37As an opinion, the second excerpt appeared to embrace all of the issues identified by Mr Spaulding on the day of his inspection, including those that were not implicated in the alleged fall which was the subject of this proceeding.
38The reasoning underpinning this vague statement was not elucidated in any meaningful way.
39In the circumstances, the second excerpt is inadmissible opinion evidence.
The third excerpt
40I find that the use of the word “contravention” in this excerpt likely related back to the reference to a contravention of the Occupational Health and Safety Act in the immediately preceding paragraph. Mr Adib did not seek to adduce that paragraph.

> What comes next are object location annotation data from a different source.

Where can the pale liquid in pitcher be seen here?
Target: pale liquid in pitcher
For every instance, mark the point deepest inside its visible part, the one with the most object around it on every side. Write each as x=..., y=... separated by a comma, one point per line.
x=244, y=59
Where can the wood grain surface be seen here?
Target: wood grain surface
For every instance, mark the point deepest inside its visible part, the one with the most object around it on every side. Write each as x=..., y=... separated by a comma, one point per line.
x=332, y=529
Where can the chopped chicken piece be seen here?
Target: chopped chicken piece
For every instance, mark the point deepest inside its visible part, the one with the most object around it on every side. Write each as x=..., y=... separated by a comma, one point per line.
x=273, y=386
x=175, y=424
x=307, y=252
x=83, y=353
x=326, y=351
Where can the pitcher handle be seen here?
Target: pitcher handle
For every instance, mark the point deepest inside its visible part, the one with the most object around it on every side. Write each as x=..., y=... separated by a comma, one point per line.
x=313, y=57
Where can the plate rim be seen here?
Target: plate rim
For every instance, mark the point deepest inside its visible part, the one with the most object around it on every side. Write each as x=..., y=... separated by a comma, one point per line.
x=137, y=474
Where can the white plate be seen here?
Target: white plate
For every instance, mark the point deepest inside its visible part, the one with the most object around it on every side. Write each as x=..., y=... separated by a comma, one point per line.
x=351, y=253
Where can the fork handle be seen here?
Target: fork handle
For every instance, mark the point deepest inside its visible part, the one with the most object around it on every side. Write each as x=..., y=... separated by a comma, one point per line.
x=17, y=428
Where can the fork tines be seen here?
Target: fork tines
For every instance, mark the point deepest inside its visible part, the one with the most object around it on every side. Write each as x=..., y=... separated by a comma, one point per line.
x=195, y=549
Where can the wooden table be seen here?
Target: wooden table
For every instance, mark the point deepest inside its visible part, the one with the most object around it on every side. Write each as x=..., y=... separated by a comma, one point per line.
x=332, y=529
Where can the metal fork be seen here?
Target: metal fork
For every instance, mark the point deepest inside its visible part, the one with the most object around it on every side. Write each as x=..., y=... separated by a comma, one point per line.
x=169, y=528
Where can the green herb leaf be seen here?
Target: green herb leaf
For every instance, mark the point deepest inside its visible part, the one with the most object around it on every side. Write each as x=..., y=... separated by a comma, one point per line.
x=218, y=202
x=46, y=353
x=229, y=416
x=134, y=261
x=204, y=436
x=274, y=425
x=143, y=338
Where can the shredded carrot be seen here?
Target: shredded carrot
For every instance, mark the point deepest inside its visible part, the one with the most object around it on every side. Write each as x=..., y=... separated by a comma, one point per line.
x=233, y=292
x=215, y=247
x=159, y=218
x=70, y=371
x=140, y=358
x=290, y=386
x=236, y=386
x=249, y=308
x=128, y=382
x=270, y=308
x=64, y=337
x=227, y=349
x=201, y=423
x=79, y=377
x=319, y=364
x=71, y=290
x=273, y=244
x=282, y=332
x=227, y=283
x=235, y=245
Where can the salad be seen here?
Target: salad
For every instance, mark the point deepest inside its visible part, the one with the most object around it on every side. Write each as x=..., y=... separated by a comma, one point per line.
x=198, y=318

41If the paragraph remained, it could also be understood in the context of Mr Spaulding’s evidence that the problems he identified with the scaffolding were remedied while he was at the property.
42In those circumstances, I determined that, whilst admissible, counsel would need to take care not to elicit evidence of any contravention of the Occupational Health and Safety Act.
The fourth excerpt
43Senior Counsel for Mr Adib made no submissions in relation to this.
44These are obviously pro forma parts of the WorkSafe Entry Reports.
45In my view, it is not appropriate to delete them. I am not persuaded that there is any unfair prejudice that arises from those sections which significantly outweighs their probative value. It is very unlikely the jury would find them misleading or confusing.
Conclusion
46The following parts of the Entry reports are not admissible:
(a) In paragraph 2 of the Kaplan Entry Report and the Onur Entry Report – the second half of the first sentence that stated “which is marginally greater the maximum allowable gap of 225mm (per AS/NZ 1576.1)”;
(b) In paragraph 2 of the Onur Entry Report, the first paragraph on page two, which stated “The use of the incomplete or unsafe scaffold may place persons at risk of injury as a result of falling from height”.
47The remainder of the two WorkSafe Entry Reports are admissible.